The fact that many of the mugs
were purchased (or even stolen)
by our parents and grandparents,
during nights of naïve debauchery
their heyday,
was just cool.

~ Holden Westland

When I was a kid, my mother’s expression tiki-tacky captured her disdain for vulgar kitsch of any kind. Around our house back then, the faux-Polynesian escapism of mid-century drinkers was the epitome of bad taste; outside a velvet Jesus, tiki was about as lowbrow as you could get.

These days, tiki’s star is looking a lot more polished. If you are too young to have caught it the first time around, you’re in luck—tiki is on the rise again in America. Enthusiasts up and down the west coast and across the nation are donning Hawaiian shirts, digging out Martin Denny music, and cracking open rum and homemade orgeat to blend some of the best tropical drinks we’ve seen in a very long time. They’re also hunting down the right mugs in which to put those drinks.

Even in the Whiskey Forge, a growing little herd of ceramic tiki mugs graces the copper-topped dry sink where my grandfather mixed his nightly manhattans. Two of them, orange-lined matte black Miehana mugs, are birthday presents to Morpheus from…my mother.

What a difference a few decades make.

One or two mugs doesn’t make a collection. But a little herd—especially a growing one—starts to sound suspiciously like something that would benefit from a guide or a handbook to explain what’s what. Stepping up nicely is Jay Strongman’s Tiki Mugs: Cult Artifacts of Polynesian Pop.

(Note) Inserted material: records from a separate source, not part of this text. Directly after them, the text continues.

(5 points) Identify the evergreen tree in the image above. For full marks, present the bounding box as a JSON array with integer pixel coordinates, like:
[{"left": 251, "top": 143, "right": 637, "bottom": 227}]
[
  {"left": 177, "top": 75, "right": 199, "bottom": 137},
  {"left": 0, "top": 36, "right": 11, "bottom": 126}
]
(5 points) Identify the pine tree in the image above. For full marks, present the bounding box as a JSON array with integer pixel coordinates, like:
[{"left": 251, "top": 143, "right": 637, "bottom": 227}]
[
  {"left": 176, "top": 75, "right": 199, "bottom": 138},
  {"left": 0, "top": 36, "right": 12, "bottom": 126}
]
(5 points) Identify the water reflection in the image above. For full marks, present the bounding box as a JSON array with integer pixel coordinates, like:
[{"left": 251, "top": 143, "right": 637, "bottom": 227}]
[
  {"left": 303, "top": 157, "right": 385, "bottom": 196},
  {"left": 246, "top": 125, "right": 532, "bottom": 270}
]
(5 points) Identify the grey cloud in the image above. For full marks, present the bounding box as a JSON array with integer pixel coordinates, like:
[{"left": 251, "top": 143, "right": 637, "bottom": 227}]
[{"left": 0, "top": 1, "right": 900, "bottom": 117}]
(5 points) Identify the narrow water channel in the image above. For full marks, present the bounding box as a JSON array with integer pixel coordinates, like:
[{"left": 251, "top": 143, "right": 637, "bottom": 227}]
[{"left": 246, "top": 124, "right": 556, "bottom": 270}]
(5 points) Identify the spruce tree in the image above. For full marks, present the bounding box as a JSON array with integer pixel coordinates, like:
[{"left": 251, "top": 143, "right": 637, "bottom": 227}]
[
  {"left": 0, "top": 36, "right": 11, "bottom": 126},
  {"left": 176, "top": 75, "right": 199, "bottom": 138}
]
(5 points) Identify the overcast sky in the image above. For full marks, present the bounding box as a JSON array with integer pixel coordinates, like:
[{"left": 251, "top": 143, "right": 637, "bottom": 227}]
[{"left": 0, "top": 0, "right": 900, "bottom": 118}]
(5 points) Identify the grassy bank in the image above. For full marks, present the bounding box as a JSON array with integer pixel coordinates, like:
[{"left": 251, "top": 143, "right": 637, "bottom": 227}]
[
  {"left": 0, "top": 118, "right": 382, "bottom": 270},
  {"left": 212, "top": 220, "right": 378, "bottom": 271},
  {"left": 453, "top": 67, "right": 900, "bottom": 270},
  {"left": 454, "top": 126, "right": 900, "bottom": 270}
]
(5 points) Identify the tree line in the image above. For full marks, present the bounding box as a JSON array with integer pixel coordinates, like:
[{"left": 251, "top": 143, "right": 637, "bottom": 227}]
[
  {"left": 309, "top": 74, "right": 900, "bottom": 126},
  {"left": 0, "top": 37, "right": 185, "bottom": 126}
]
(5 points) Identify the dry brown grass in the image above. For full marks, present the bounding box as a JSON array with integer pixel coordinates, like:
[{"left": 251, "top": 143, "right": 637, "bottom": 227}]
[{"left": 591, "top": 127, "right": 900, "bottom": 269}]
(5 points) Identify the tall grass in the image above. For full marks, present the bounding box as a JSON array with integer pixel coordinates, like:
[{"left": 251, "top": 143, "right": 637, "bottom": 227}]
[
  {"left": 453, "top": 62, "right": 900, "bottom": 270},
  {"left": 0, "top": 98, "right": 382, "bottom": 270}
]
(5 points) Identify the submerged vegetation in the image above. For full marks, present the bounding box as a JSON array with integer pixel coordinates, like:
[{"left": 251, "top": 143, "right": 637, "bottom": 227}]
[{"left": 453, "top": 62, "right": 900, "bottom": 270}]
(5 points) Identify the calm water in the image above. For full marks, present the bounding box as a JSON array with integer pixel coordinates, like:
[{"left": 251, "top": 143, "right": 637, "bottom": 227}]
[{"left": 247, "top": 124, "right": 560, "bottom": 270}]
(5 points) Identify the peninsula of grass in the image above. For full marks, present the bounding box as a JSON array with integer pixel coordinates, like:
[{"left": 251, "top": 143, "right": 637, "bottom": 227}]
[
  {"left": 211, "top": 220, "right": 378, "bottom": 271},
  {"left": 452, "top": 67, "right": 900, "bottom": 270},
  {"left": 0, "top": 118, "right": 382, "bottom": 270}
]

Strongman spends nearly 60 pages laying out the origins and evolution of tiki, an American construct and romanticized mashup of South Pacific designs, architecture, food, art, history, natural history, anthropology, and sex brought together brought together under the umbrella of drink.

In its heyday in the 1950’s-70’s, tiki was everywhere. More than any other aspect of tiki culture, the mug is perhaps the best known and most widely available. A recent tiki revival centered in California has created a broader demand for old mugs and inspired modern artists to produce original designs. Some are eye-popping.

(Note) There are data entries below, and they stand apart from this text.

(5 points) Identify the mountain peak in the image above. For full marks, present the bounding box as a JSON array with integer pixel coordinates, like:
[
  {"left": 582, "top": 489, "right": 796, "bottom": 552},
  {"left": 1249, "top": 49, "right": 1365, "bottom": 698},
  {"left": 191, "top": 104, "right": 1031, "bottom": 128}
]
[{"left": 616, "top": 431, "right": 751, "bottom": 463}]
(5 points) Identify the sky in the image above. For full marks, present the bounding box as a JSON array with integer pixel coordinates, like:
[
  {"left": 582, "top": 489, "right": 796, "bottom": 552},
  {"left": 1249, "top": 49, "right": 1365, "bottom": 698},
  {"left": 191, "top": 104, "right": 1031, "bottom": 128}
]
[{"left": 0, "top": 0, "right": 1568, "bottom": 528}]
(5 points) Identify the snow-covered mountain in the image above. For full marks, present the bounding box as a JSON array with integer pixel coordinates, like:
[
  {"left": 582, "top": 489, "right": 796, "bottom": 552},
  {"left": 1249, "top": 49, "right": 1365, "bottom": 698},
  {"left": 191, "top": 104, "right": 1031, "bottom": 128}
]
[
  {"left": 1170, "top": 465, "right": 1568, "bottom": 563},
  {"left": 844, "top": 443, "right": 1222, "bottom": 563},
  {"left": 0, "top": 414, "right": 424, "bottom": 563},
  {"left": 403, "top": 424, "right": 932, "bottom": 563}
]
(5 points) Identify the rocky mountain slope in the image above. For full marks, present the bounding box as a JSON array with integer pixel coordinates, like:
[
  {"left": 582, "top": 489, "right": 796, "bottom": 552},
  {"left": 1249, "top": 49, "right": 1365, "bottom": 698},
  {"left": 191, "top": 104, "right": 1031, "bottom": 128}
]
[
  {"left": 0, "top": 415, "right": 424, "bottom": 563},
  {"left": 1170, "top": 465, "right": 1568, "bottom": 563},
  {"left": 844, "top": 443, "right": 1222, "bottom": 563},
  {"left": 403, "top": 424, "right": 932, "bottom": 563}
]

Unlike your everyday coffee mug or teacup, tiki mugs are figural representations of humans, idols, monsters, and fanciful animals. Heads usually dominate the design. The mugs draw on Polynesian arts, but also tap other traditions. So, mugs styled after Hawaiian, Maori, Rarotongan, or Easter Island Moai patterns and carvings are clearly tiki, but skulls and Amazonian Jivaro-style shrunken heads are popular. Monkeys and apes, too. Even spaceships, aliens, and robots. Some you can put in the dishwasher—others deserve spots in museums. [This is not idle/idol praise: with degrees in anthropology and museum administration, I am a curatorial collector by inclination, training, and practice.]

By the time I learned about tiki as a kid, it was already passé and the mugs were practically cast-offs at garage sales, flea markets, and swap meets. The larger bowls meant to hold communal drinks were sold as planters for ferns and aspidistra. These days, you can still collect some without breaking the bank, but be aware that particularly rare mugs fetch hundreds of dollars and limited releases sell out quickly.

With hundreds of color photos over 175 pages and an introduction by Tiki Farm’s Holden Westland, Strongman’s enthusiasm shines through on every page. Tiki Mugs guides the would-be collector and casual enthusiast though the major producers and designers, lists websites for buying and trading mugs as well as covering tiki culture more broadly, and breaks mugs down into easy-to understand categories.

Quite simply, each and every tiki enthusiast from San Clemente to Vladivostok should own a copy.

Tiki Mugs: Cult Artifacts of Polynesian Pop
Jay Strongman (foreward by Holden Westland) (2009)
Korero Books
ISBN: 0955339812
Buy it here.

Goes well with:
  • For tiki aficionados on the go, the canny Beachbum Berry has introduced an iPhone app that presents—with photos—nearly every drink recipe from four of his books. Use it. Repeatedly.
  • An old clip of Martin Denny playing his classic "Quiet Village" in totally, absolutely, not-at-all-idealized and 100% authentic Hawaiian village:

Oh, and for my birthday? It’s in August. Tiki mugs. Just sayin’.